MECAT-QA
收藏魔搭社区2025-11-29 更新2025-08-09 收录
下载链接:
https://modelscope.cn/datasets/midasheng/MECAT-QA
下载链接
链接失效反馈官方服务:
资源简介:
# MECAT: A Multi-Experts Constructed Benchmark for Fine-Grained Audio Understanding Tasks
[**📖 Paper**](https://arxiv.org/abs/2507.23511) | [**🛠️ GitHub**](https://github.com/xiaomi-research/mecat) | [**🔊 MECAT-Caption Dataset**](https://huggingface.co/datasets/mispeech/MECAT-Caption) | [**🔊 MECAT-QA Dataset**](https://huggingface.co/datasets/mispeech/MECAT-QA)
## Dataset Description
MECAT (Multi-Expert Chain for Audio Tasks) is a comprehensive benchmark constructed on **large-scale data** to evaluate machine understanding of audio content through two core tasks:
- **Audio Captioning**: Generating textual descriptions for given audio
- **Audio Question Answering**: Answering questions about given audio

## Dataset Structure
### Audio Captioning Dataset (MECAT-Caption)

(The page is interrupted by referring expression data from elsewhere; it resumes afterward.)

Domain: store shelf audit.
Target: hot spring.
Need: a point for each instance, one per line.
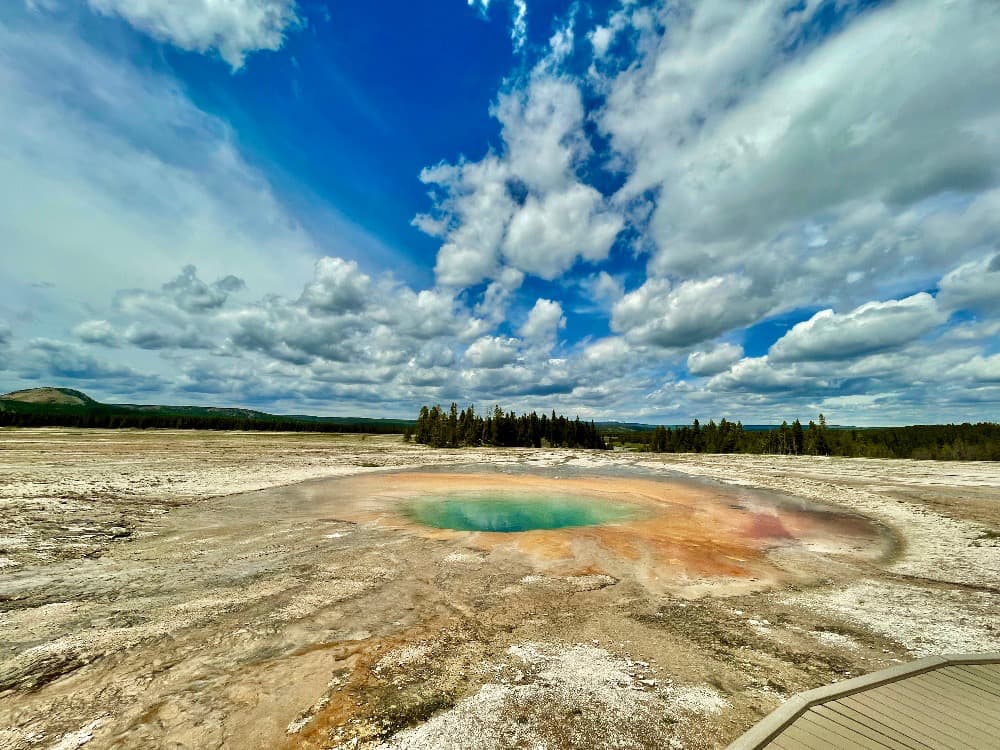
(502, 511)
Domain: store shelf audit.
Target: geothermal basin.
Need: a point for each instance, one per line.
(677, 535)
(307, 591)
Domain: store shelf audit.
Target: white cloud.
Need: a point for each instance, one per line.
(97, 332)
(234, 28)
(337, 286)
(693, 311)
(525, 206)
(715, 360)
(544, 322)
(872, 327)
(519, 26)
(974, 285)
(491, 352)
(133, 179)
(546, 236)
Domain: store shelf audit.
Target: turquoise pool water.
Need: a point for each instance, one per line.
(514, 511)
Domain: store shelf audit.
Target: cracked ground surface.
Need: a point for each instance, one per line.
(199, 590)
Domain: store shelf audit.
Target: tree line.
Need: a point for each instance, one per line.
(454, 429)
(966, 442)
(110, 417)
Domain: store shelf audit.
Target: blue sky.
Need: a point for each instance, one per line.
(652, 211)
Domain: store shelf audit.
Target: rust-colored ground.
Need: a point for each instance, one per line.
(165, 589)
(688, 536)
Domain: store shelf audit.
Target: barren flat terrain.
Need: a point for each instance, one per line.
(237, 590)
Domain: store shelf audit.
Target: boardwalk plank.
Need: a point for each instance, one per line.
(934, 703)
(851, 733)
(924, 729)
(903, 734)
(922, 703)
(971, 680)
(879, 733)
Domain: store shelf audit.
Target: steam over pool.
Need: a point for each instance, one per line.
(502, 511)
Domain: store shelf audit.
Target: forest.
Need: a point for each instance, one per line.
(964, 442)
(455, 429)
(117, 416)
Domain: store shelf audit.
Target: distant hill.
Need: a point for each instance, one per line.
(38, 407)
(64, 396)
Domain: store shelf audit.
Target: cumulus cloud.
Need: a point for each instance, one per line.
(544, 321)
(233, 28)
(491, 352)
(524, 207)
(974, 285)
(693, 311)
(337, 286)
(756, 375)
(546, 235)
(715, 360)
(872, 327)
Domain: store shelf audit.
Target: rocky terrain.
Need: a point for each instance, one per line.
(200, 590)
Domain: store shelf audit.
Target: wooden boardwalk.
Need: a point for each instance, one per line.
(937, 703)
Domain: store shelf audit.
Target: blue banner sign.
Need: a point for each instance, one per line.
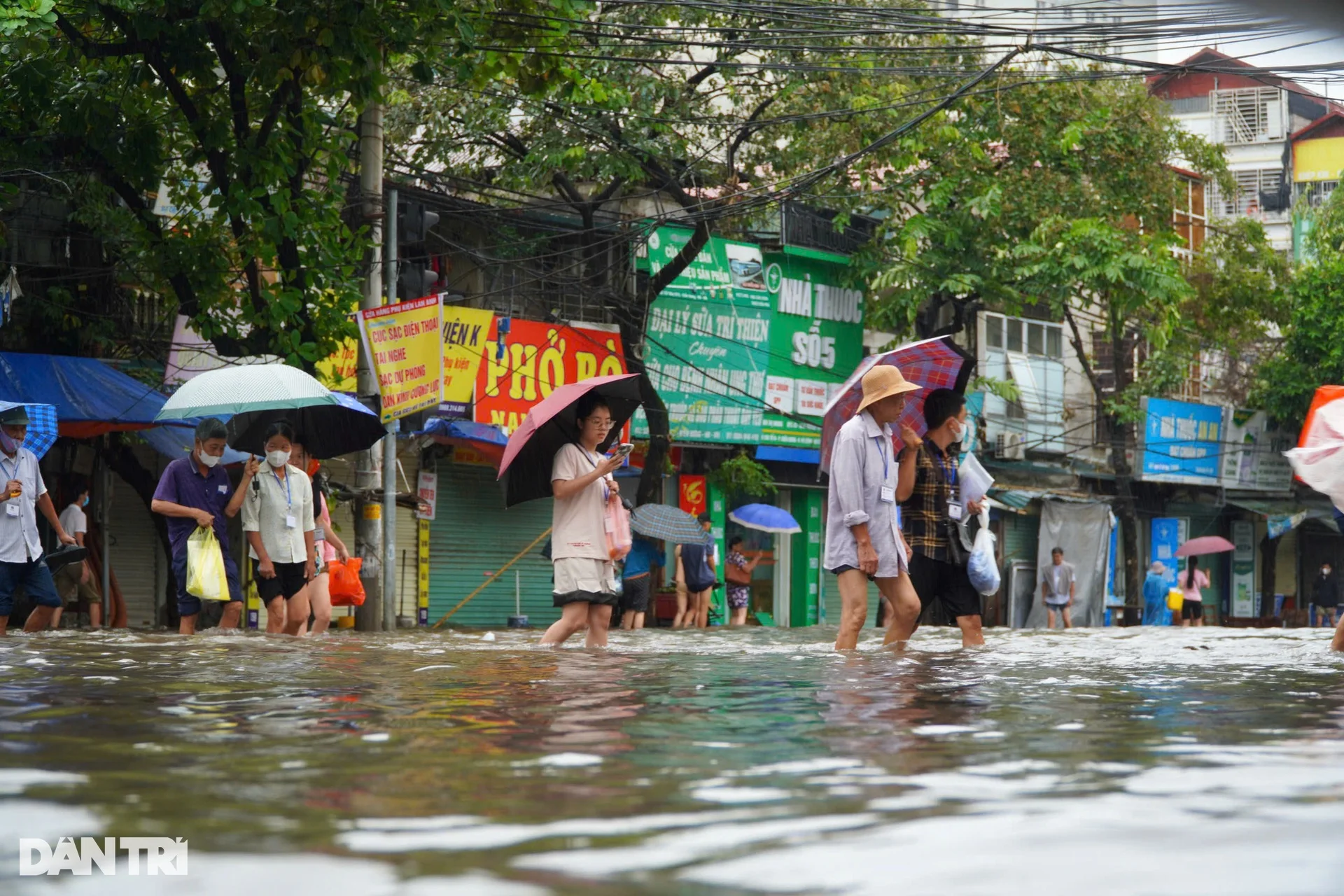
(1182, 442)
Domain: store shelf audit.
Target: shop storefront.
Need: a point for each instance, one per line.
(746, 348)
(472, 538)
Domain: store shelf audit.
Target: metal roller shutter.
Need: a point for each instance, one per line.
(473, 536)
(1022, 535)
(136, 555)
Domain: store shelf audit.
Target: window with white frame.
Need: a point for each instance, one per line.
(1249, 115)
(1030, 355)
(1250, 184)
(1316, 191)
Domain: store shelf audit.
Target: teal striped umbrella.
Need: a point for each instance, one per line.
(249, 387)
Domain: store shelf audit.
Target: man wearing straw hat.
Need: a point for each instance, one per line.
(22, 561)
(863, 533)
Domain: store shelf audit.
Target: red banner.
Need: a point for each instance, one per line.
(538, 359)
(694, 495)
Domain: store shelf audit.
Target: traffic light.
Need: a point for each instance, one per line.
(416, 277)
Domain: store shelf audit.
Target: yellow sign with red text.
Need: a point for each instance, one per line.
(403, 342)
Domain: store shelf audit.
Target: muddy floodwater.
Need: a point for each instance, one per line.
(753, 761)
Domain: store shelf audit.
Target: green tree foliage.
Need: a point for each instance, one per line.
(1130, 282)
(244, 111)
(1312, 352)
(1018, 153)
(673, 112)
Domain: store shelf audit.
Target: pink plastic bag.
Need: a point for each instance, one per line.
(617, 528)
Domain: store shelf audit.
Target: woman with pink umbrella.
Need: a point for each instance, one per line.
(1194, 580)
(558, 451)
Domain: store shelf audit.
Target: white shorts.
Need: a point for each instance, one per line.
(584, 580)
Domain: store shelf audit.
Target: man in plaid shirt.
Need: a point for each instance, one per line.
(930, 508)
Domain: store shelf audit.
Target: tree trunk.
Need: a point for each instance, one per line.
(1128, 516)
(1269, 571)
(634, 326)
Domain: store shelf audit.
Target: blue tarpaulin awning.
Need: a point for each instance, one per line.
(90, 397)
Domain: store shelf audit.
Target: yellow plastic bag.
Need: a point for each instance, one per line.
(206, 574)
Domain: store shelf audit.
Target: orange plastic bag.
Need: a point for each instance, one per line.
(344, 584)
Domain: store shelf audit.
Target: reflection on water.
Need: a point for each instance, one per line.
(1198, 761)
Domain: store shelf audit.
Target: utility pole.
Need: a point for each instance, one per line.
(369, 530)
(390, 597)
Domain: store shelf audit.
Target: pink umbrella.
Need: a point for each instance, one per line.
(933, 363)
(526, 469)
(1206, 545)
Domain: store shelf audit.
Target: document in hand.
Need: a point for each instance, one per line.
(974, 479)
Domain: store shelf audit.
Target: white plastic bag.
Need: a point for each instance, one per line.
(981, 567)
(1320, 460)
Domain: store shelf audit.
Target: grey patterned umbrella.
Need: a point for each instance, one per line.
(667, 523)
(249, 387)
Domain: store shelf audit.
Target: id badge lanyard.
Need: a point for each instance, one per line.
(889, 492)
(289, 503)
(949, 476)
(11, 507)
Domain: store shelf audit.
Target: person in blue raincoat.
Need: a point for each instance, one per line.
(1155, 597)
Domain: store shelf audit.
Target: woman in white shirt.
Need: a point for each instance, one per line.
(585, 575)
(279, 524)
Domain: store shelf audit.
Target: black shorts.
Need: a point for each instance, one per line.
(288, 582)
(635, 597)
(946, 583)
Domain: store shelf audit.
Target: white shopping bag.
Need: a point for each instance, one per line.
(981, 566)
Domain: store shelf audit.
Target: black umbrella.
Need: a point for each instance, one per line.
(324, 430)
(526, 469)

The captioning dataset contains audio clips paired with high-quality textual descriptions across multiple subtasks:
- **Systematic Captioning**: Long-form (1-2 sentences) and short-form (≤15 words) descriptions
- **Content-Specific Captioning**: Speech, music, and sound-focused descriptions
- **Environment Captioning**: Acoustic characteristics and environmental context
### Audio Question Answering Dataset (MECAT-QA)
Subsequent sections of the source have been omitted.